The University’s Equality Objective to increase the presence of women and ethnic minorities in senior roles has only been partially achieved, falling short of its original goals. As of 2022, 10% of academic staff were BME, compared to a target of 15%. Similarly, women only compose 39% of governance structures, which falls short of the 40% to 60% goal.
While the Strategic Plan has made progress on many of the Equality Objectives – a University Staff experience survey found that 83% of staff felt they were “able to be themselves” at work – some still have a long way to go. The lack of progress on many issues can be explained by difficulties posed by the pandemic and a lack of finance. The progress report in 2019 noted: “Securing funding for planned activities is the major challenge across the Strategic Plan priorities.”
Some have also wondered whether the disjointed and broad nature of the Plan, with numerous priorities covering issues from student diversity to research investments, complicated its implementation and fulfilment of objectives.
When asked if the aims of the Strategic Plan were realistic, Professor Soutphommasane told Cherwell: “We are resolved to build on our progress.

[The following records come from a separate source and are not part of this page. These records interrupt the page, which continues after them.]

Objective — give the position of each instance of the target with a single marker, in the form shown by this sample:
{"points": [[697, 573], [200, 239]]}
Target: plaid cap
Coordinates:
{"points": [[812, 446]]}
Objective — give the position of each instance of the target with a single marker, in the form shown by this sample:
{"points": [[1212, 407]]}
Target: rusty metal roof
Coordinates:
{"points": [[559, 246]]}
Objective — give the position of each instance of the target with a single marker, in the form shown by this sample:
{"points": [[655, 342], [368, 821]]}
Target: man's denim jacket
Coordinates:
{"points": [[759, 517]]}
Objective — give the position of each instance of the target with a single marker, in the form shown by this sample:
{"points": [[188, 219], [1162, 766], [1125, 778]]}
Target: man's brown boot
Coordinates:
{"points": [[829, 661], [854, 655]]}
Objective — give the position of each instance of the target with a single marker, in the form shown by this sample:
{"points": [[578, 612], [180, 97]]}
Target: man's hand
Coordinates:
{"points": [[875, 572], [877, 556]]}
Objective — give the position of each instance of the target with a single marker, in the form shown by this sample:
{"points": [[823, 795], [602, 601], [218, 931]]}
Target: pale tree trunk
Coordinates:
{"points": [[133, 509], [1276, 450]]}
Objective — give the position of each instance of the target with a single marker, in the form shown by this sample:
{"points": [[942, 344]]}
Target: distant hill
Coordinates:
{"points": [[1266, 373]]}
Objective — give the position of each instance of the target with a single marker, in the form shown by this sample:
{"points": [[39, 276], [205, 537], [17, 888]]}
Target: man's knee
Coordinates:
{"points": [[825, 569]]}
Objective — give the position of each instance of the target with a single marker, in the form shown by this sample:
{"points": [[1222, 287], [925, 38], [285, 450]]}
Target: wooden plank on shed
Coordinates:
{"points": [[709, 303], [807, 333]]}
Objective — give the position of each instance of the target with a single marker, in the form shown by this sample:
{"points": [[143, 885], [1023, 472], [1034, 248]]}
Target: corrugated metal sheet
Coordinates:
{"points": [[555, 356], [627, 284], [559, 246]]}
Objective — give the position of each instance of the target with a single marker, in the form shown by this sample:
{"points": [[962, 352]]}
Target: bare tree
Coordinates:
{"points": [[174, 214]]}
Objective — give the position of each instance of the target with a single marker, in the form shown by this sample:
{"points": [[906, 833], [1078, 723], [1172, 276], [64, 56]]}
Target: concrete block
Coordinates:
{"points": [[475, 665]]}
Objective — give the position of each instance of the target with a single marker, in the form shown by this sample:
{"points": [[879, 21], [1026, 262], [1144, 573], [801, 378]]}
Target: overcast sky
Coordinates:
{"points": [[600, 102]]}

That is why we are developing a new collegiate University Equality, Diversity and Inclusion strategic plan that will guide the next state of our institutional efforts.”
What do students think?
A recent Cherwell survey found that 74% of students do not think Oxford is an inclusive environment. When asked whether the University’s approach to EDI was effective, only 11% voted “yes,” with 53% voting “only partially.” So despite convergence in admissions statistics and near completion of most objectives, overwhelming student opinion suggests Oxford still has a long way to go toward total Equality, Diversity and Inclusion.

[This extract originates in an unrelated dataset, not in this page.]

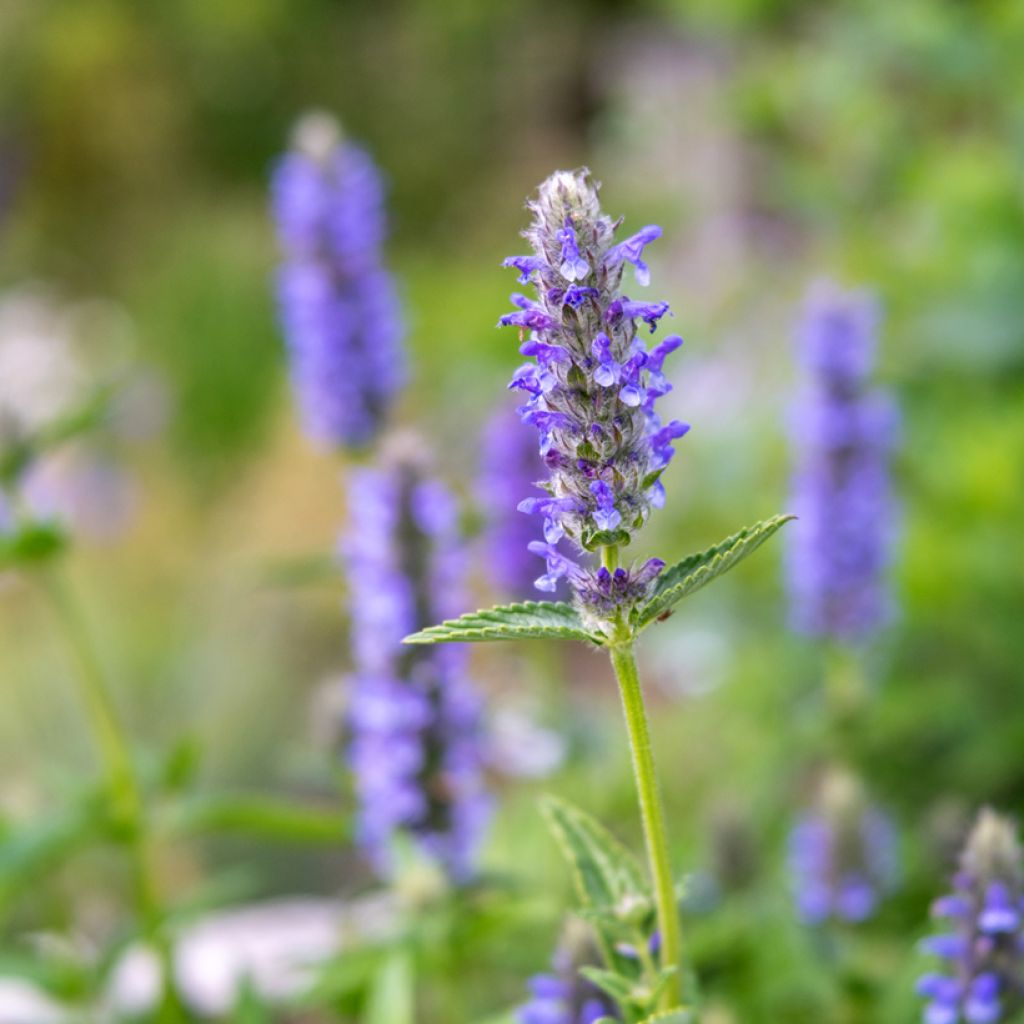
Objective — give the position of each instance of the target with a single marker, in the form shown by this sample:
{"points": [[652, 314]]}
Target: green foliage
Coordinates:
{"points": [[253, 814], [697, 570], [528, 621], [392, 991], [616, 902], [605, 873], [31, 544], [31, 852]]}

One issue seems to be the lack of engagement with students in the implementation of many EDI policies and commitments. All college JCRs have BME or Ethnic Minority representatives, who might be interested in communicating about and providing feedback on the University’s EDI policies as the spokespeople for the students of colour in their colleges.
The University of Oxford seems to agree. It told Cherwell: “Students are central to the University’s EDI approach and Equality Objectives.” Yet only half of surveyed college representatives had heard of the Equality and Diversity Unit, and none of them said they had received any contact from this committee, which is responsible for fostering an inclusive environment at Oxford.
One BME representative told Cherwell: “Our work as BAME Reps is often isolating…I receive no dedicated support or resources from the University or my college.”
The LGBTQ+ Society President had a different perspective. She told Cherwell that, although she had once been a harsh critic of the University’s approach to EDI, she has “since worked with them and realised there is a lot of goodwill and desire to do better.” She further stated the EDU helped facilitate three meetings with the VC which led to tangible results.
The broader difficulty of achieving a unified policy partly stems from Oxford’s collegiate system. With 39 different colleges that each have their own independent governing body, it often seems impossible to expect uniform change.
To combat this, a University Joint Committee on EDI has been established, about which the University told Cherwell: “There are efforts to join-up the work that students and staff are doing across colleges, departments and divisions.”
Over the last decade there has been a concerted effort to improve Oxford’s EDI policies, which has led to undeniable progress. The success of new access schemes and increased attention given to improving this area of University life have led to statistically significant growth in diversity among staff and students.
However, equality, diversity, and inclusion do not just lie in the numbers. Diversity is a step in the right direction but our investigation confirms that there is still a lot of work to do to make Oxford a fully equal and inclusive place for all.